Permanent Representative of Japan to the United Nations


At the Signing Ceremony of the Exchange of Notes with UNDP

regarding the “The Project for Transmission of Reliable Electricity to Respond

to the Immediate Humanitarian Needs in crisis-affected Communities of Syria”


Permanent Mission of Japan to the United Nations, NY

15 April 2016



          Today UNDP and Japan sign an Exchange of Notes underwriting a critically important humanitarian and development project “the Project for Transmission of Reliable Electricity to Respond to the Immediate Humanitarian Needs in Crisis-affected Communities of Syria”.

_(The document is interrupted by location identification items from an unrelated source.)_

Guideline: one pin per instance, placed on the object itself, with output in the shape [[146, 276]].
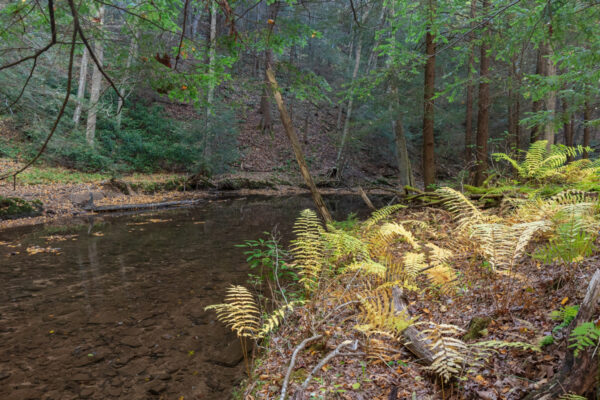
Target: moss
[[477, 327], [14, 207]]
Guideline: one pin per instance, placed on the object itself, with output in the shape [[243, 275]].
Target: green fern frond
[[584, 335], [381, 214], [463, 210], [308, 248]]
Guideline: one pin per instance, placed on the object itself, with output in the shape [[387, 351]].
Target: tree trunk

          The people of Syria have been suffering unimaginably through a protracted six-year-long crisis. The international community has struggled to find a solution to this crisis. Almost every week we discuss the Syrian issue at the United Nations Security Council. Now, with the resumption of peace talks at the Intra-Syrian Dialogue in Geneva, Syria takes a step forward on the path back to peace.


          Syria is a beautiful country with an ancient history and a rich culture. Japan has long been involved in Syria’s development and has also provided it with humanitarian assistance. I have personally been engaged in developing the relationship between Japan and Syria.


          The project that Japan and UNDP have agreed today to implement will play a pivotal role in laying a solid foundation upon which the Syrian people may rebuild their livelihoods and Syria may once again advance its economic development. Since we cannot dispatch Japanese experts and engineers to Syria under the current circumstances, we will be conducting the project through our collaboration with UNDP.


          Japanese assistance in Syria’s power sector began in the 1980’s. Before the crisis, three power plants which had been constructed using Japanese ODA generated approximately 56% of all electricity in Syria. These power plants are in fact still producing electricity, and I understand that the power generated by these plants has been distributed broadly throughout Syria including areas controlled by opposition forces. However, the most important thing to remember is that all Syrian people regardless of where they may reside during this conflict need electricity. Electricity is a basic necessity for lives and livelihoods of the Syrian people and an indispensable component of humanitarian assistance.


          This project is not only important for its development aspect but also for its peace-building aspect. The reason why Japan is underwriting this project is to support movements toward peace. Electricity is as important to people’s lives and livelihoods as food and water. To distribute electricity is to give hope to Syria’s future. I believe this project will serve to strengthen the resilience of Syrian society, and thus can provide conditions that Syrian people may feel they want to remain in their country.


          I deeply hope that progress will be made in the Intra-Syrian Dialogue in Geneva and that Syria will move out of this current difficult situation.


          I thank you all in attendance today.